Michel Kapelli
Michel Kappeli
Michele Käppeli
Body of the Transitory

Uncharted Spaces – the Body of the Transitory

The rush of data and the flux of images, are part of a general acceleration, of a stream describing a condition of time, of our environment.
The approach to an image of flux is merged with the symbol of the existential, with a basic element: the water – the moving water as a current, as a constantly transfiguring “body”. The speed and the transitory of the current, allow experiments in time expansion and time compression. This were the coordinates of my former light performances which had a guide line of decelerating sound.
The recordings of the babble and murmur of water I stretched and decelerated to its intimate expression of intensified moment.

To capture a purest possible image of the flux, the most consequent way was to reduce technical aids as far as possible. I was obsessed by the idea of an “organic” attitude. For the mechanic functions of a camera I should find other solutions. With analogue photography on the verge of its last breath I found an attitude of reversing the subordination to digital possibilities offered by the industry, to an independent transformation of an idea:

At night the whole space of the valley of Lucelle with its wonderful river serves as a (inverted) body of a camera. A flashlight takes the part of the shutter of the camera. And what takes the function of the lens? If I had no distance to my motif, if I entered it, if the picture were taken within the motif – no lens would be needed.
I hold photosensitive material into this stream… a large format film protected by a slim waterproof case is placed into the water, under the known structures of the surface …to stop the current for a fragment of a moment… the flashlight freezes the image of the moving water to the film. …To enter this volatile interspace… a space known as a transparent liquid with an eventually rippled surface …to extract an image, valid only for this instant.  Due to the incident angle of the flashlight, the image reveals a three-dimensional insight. To a world, known, jet totally disguised: a body with a physical structure and statics of motion.

What started as a purely conceptional artwork resulted inicially in simple images of a mess of superimposed lines. I cared more about the voices of the darkness and the impact these circumstances have on me, and whether I could cross the border to the atavistic, or if there were other levels of transition.

As the intention was to enter unknown space, I was pleased enough with the result of the images. The recorded sound offered more opportunities for transformation, although with the help of more technical equipment.

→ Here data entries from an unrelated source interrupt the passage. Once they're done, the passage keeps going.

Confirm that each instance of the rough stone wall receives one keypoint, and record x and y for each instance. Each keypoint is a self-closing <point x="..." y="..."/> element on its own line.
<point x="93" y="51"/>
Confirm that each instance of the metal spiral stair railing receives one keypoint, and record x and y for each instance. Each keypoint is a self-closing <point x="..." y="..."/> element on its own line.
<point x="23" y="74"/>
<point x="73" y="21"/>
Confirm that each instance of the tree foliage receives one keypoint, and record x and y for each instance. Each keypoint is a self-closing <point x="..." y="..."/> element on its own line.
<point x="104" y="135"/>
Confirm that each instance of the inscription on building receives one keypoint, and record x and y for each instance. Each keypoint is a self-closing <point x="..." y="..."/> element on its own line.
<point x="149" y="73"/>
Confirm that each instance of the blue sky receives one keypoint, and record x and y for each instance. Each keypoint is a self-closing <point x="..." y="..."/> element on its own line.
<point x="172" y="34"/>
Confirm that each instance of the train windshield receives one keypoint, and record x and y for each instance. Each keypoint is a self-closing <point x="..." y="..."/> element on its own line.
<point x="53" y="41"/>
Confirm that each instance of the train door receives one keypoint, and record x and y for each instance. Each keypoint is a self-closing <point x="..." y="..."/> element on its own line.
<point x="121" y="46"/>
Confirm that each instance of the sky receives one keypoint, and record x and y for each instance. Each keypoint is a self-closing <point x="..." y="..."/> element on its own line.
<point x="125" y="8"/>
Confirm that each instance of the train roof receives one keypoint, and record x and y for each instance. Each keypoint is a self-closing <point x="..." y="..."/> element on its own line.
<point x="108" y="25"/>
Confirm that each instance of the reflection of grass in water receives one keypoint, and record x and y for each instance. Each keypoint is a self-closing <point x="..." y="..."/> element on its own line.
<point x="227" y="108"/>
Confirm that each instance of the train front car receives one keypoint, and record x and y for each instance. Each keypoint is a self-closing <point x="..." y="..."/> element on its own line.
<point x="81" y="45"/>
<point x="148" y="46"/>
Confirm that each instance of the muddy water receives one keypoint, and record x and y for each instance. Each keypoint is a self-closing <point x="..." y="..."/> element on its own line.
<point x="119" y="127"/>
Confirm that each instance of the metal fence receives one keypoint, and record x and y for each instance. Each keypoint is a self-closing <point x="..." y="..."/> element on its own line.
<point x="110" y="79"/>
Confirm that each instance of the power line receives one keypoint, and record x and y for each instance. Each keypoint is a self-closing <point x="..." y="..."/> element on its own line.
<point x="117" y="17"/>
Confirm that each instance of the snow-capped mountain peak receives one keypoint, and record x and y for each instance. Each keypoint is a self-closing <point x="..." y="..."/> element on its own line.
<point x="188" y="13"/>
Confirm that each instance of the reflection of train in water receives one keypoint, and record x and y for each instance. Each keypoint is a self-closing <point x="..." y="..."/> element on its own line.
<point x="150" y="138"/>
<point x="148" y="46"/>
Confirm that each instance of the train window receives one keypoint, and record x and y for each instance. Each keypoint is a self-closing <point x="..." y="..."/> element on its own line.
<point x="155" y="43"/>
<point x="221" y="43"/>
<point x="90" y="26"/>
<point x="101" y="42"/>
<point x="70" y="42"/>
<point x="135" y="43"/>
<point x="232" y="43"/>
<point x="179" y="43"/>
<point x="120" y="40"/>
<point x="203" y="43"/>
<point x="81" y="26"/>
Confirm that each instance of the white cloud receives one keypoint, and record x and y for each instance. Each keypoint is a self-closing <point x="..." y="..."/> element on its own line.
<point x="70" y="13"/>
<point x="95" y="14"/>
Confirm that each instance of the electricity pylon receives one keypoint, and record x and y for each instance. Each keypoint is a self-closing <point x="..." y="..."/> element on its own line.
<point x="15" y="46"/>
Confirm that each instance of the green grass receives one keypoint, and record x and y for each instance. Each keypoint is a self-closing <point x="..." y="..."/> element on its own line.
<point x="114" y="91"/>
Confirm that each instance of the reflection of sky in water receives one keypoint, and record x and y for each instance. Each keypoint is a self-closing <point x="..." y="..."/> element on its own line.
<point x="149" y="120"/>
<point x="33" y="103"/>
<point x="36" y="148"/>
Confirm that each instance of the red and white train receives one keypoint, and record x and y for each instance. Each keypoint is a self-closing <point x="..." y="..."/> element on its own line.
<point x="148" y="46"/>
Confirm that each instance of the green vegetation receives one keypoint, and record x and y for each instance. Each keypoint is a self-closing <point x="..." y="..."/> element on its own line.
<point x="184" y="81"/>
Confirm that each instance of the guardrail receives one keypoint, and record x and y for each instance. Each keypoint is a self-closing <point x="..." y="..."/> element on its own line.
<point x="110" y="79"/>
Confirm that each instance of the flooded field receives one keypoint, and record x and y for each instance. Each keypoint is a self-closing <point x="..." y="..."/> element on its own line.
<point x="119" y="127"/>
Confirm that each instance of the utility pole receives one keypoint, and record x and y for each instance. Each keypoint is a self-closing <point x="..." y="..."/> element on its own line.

Since there is also a reversed effect, from the photographic result back to the water, I learned to read the water. The more the quality of the images improved, the more miracles were extracted. Or more precisely said: that the quality improved, was due to the obsession of working at the river. It was the need to feel that kind of hilarious sense of being a receiver as well as a transmitter.

As a painter I was confused about the aesthetic outcome of my conceptional idea.
Although the media of the result of my concept has a photographic nature, I count myself among the painters. The essence of my intentions is less of a documentary type, than just a way to learn to see.